Another aspect of the Malaysia branding initiative is showcasing products by local entrepreneurs at the airport. We collaborated with the Malaysia Design Development Centre (DDEC) toorganiseHIMPUN, a campaign at KLIA that showcased the best of Malaysian fashion, craft, delicacies, and beauty products to a global audience. HIMPUN’s objective was to provide local and international travelers at KLIA a cultural perspective of what a beautiful country like Malaysia can offer through products and activities showcased in the campaign. The local brands that HIMPUN featured included Asian Potions, Eartheir, Frankitas, Fernthenewbatik, MySmink, ANNAY.H, Wan & Mary, Binqareem and Old Malaya Magic Spice.
In fact, the #HIMPUN campaign was a follow through from the #ProudlyMalaysian campaign that we successfully started in 2016. The #ProudlyMalaysian campaign was one of the first initiatives to show our support to local products and entrepreneurs. We strongly believe that as the gatekeeper of the country’s key entry and exit points, our airports are definitely well positioned to champion all things Malaysian.
In a nutshell, Malaysia Airports forges a partnership with the community and takes into account the impact we have on our surroundings. The framework is designed to bring positive and sustainable change. And while achieving all of the above, it is also a framework that employees can believe in.
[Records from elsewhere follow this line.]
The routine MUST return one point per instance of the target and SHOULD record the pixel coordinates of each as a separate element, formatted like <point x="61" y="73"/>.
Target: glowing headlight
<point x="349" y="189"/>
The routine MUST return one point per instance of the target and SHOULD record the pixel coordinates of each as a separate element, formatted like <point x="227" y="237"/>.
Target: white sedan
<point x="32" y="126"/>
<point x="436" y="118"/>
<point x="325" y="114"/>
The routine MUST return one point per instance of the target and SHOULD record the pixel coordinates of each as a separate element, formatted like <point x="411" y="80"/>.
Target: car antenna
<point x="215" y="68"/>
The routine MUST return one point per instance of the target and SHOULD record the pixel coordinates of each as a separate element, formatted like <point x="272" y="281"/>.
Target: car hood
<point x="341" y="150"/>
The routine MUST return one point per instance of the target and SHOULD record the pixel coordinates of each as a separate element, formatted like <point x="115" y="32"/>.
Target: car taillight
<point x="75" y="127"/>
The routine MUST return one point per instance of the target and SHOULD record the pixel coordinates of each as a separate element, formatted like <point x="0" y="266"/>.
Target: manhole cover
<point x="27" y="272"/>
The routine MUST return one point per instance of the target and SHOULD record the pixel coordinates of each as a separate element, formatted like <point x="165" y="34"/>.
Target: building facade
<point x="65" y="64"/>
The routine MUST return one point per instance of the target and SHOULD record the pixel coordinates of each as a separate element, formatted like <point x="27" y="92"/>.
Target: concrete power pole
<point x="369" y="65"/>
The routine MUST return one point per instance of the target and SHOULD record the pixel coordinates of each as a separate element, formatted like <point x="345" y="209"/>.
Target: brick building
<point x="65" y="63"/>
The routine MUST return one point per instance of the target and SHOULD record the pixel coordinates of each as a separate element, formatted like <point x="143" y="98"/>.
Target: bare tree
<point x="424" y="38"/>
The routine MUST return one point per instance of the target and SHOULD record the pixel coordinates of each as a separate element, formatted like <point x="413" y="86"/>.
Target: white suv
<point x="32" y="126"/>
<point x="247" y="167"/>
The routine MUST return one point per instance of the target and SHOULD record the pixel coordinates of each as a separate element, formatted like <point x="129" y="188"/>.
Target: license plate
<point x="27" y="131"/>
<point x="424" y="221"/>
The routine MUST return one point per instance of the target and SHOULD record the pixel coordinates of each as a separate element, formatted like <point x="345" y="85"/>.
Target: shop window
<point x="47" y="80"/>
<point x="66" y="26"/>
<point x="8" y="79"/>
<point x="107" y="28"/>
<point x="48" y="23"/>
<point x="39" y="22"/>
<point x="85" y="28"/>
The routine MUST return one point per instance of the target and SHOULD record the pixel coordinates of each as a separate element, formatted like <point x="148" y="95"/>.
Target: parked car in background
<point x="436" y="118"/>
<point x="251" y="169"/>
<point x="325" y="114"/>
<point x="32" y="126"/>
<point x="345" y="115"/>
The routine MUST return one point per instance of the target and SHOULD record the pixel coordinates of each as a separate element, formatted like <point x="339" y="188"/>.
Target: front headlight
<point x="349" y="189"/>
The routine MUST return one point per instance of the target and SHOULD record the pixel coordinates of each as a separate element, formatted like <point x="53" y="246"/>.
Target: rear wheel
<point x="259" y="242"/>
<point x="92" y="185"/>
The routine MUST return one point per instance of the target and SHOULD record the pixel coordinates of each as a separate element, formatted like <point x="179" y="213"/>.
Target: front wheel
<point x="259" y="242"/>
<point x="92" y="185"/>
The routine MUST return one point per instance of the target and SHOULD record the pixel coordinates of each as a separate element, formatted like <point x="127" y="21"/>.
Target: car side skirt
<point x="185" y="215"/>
Moving forward, we will continue to invest in the community that we operate in, as this is an investment in Malaysia Airports’ future as well.
We are increasing our engagement and dialogue with the community to integrate their views and opinions to build stronger and more beneficial partnerships.
We are also looking at more robust communication and education as well as engagement with employees so that everyone understands their role towards being a responsible corporate citizen.